The Indian Sugar Mills Association (ISMA) has requested the government to expedite the sugar export policy, stating that at least eight million tonnes of exports are necessary in the sugar marketing season 2022-23.
Speaking at an event organised by ISMA, Vivek Pittie, Director, Harinagar Mills in Mumbai and a member of ISMA, said the industry body believes the government should allow any of the prevalent systems for sugar exports.
“The sugar export policy can adopt either the system that was prevalent in season 2020-21 or under the Open General License (OGL) system prevalent in season 2021-22,” he said.
“Both systems have been tested and proved to be successful. Our humble submission is that you do not try your third system and do not experiment with it. Export of eight million terms of the commodity is very important for the sugar industry,” he added. Food Secretary Sudhanshu Pandey attended the event.
In the 2021-22 marketing year ending September, the Centre has allowed 1.2 million tonnes (MT) of sugar exports, over and above the 10 MT already fixed, due to higher-than-anticipated domestic production.
Burgeoning output has led to a glut of sugar and growing clamour for exports among mills. Production in the current year (2021-22) is estimated to have been over 36 MT, against an initial expectation of 35 MT.
Earlier this year, ISMA had estimated that India’s sugar production in the 2022-23 season (October to September) was expected to be even higher, at around 39.97 MT.
Need flex-fuel cars
Pittie also urged the government to expedite the introduction of flexible fuel vehicles. ISMA believes this will be key to achieve the target of 20 per cent ethanol blending by 2025 and has requested easing pollution norms if required.

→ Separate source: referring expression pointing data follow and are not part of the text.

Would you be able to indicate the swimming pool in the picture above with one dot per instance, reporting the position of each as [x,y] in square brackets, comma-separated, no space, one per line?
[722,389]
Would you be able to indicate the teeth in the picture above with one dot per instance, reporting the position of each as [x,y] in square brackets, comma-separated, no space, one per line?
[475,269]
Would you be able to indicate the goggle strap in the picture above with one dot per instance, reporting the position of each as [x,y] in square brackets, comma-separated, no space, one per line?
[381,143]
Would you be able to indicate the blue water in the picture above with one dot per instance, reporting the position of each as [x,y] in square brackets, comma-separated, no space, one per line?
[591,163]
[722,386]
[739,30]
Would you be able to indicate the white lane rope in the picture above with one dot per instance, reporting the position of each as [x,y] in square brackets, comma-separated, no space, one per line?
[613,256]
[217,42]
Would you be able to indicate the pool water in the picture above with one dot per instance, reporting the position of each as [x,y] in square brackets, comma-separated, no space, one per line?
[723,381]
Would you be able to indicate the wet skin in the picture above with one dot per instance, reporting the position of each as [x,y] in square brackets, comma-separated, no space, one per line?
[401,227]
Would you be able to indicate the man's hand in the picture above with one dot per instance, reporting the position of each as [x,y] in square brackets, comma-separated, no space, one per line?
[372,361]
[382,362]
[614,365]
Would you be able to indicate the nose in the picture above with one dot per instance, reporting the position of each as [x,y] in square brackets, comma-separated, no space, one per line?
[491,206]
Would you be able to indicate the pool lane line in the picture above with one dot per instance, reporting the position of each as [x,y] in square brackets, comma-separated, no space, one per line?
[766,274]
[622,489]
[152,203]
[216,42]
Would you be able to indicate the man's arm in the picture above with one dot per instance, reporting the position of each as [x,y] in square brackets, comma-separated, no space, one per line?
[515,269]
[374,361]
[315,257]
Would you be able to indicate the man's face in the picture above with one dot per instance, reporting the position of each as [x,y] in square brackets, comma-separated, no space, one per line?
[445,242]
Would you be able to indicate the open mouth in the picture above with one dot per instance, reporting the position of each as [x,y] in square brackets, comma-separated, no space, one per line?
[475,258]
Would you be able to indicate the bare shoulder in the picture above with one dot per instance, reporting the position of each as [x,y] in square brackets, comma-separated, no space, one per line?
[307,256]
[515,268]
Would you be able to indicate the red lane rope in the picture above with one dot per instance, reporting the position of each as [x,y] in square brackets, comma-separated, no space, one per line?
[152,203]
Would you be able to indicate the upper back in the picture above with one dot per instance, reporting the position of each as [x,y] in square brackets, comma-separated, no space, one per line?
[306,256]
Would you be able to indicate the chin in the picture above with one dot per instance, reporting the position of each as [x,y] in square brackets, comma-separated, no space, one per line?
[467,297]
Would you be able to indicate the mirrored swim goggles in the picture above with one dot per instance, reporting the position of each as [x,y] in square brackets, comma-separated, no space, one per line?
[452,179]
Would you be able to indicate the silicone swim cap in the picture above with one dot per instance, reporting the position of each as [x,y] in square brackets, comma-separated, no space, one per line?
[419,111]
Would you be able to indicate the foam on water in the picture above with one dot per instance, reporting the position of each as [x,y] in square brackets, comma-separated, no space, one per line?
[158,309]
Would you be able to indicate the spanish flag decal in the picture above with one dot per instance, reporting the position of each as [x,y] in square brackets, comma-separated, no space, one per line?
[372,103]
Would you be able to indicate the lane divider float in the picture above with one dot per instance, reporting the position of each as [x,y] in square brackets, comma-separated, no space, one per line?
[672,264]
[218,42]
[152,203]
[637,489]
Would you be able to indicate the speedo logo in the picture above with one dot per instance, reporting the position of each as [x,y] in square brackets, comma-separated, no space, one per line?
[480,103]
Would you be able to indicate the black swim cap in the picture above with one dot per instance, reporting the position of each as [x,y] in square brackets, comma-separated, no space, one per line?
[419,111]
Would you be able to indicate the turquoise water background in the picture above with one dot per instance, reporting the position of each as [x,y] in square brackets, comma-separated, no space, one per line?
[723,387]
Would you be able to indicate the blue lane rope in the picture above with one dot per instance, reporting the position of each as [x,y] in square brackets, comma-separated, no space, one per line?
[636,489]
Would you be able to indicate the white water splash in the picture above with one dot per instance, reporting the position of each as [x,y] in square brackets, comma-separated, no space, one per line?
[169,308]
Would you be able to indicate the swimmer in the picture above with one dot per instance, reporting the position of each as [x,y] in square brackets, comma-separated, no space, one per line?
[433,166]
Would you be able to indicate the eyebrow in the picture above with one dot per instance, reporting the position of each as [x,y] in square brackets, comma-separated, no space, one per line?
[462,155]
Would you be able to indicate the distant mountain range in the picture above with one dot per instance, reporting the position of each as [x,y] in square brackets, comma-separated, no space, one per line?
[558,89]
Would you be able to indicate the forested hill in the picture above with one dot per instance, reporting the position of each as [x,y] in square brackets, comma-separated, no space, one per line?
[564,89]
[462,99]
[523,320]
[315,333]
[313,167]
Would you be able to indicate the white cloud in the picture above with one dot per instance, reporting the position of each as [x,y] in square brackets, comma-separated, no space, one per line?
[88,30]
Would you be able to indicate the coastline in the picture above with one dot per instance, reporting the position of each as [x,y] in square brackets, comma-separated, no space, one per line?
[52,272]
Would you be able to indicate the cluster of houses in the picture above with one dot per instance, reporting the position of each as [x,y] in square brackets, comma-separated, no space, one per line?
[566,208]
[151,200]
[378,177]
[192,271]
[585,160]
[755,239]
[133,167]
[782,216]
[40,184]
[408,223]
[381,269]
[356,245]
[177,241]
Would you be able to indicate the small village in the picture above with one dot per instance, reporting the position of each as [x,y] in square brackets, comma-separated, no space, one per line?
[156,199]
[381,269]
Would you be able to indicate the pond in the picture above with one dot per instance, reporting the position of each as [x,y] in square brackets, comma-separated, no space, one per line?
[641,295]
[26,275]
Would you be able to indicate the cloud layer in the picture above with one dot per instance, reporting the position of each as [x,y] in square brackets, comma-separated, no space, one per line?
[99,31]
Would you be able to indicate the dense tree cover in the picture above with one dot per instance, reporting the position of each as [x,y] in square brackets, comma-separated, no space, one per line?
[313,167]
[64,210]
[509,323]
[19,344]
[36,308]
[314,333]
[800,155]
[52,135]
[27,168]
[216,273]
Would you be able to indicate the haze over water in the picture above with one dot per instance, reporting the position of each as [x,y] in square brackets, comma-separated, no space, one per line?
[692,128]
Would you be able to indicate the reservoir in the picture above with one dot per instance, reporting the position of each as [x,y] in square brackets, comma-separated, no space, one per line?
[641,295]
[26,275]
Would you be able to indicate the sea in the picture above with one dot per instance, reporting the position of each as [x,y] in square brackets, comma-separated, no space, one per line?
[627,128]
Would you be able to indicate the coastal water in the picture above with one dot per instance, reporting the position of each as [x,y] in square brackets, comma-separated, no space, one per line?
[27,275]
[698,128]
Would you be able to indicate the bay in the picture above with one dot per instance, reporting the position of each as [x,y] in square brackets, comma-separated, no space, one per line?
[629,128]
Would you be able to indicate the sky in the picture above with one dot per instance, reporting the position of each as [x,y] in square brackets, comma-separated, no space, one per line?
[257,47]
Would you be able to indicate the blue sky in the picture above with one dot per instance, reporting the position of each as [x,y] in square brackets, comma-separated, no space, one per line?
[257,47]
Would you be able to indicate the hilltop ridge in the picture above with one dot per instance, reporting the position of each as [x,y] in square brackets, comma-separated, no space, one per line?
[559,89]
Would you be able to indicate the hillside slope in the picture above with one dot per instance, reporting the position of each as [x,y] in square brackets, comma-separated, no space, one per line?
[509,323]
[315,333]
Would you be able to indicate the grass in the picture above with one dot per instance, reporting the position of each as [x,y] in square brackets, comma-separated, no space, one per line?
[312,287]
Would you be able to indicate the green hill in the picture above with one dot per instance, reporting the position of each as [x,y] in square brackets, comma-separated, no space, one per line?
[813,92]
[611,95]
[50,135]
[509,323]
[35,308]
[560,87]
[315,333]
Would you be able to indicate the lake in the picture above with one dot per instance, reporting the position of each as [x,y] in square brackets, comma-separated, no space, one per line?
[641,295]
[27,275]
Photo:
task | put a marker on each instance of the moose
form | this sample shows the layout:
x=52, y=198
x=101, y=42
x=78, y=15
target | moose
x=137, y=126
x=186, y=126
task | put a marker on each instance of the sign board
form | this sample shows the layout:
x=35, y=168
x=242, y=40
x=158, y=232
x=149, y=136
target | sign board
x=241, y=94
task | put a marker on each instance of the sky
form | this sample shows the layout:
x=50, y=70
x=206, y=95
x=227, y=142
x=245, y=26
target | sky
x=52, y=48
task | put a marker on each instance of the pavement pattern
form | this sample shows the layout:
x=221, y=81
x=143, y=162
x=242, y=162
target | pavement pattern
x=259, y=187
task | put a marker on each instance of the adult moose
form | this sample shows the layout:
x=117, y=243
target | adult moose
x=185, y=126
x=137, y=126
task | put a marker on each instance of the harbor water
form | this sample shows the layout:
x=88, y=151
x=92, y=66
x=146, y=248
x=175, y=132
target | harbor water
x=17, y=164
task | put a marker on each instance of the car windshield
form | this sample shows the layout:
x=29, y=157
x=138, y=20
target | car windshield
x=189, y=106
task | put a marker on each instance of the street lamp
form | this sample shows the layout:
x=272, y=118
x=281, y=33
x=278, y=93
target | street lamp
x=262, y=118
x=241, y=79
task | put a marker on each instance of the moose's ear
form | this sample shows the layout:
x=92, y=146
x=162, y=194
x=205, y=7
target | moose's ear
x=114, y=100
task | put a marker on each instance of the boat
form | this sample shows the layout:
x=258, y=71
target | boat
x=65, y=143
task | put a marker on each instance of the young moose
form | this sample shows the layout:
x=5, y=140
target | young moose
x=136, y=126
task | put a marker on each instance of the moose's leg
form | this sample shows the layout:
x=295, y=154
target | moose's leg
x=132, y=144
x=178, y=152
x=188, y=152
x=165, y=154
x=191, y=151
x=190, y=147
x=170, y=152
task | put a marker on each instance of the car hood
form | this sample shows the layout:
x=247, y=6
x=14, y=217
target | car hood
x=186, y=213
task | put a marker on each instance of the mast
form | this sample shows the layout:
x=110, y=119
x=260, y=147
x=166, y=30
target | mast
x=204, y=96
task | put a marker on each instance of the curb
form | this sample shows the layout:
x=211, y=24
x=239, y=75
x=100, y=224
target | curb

Flexible-fuel or dual-fuel vehicles are alternative-fuel vehicle with an internal combustion engine designed to run on more than one fuel–usually gasoline blended with either ethanol or methanol fuel. Both fuels are stored in the same common tank.
ISMA has also asked for a remunerative price for the manufacture of ethanol from sugarcane juice.
“This provides a safety net in case there is a shortfall of ethanol from grains this can be made up by having additional manufacturing capacity. The second advantage is that in case if sugar exports become unviable in certain years, it can be converted to ethanol.” Pittie said.
The industry wants a remunerative price to offset the capital costs involved and to ensure a return on investment.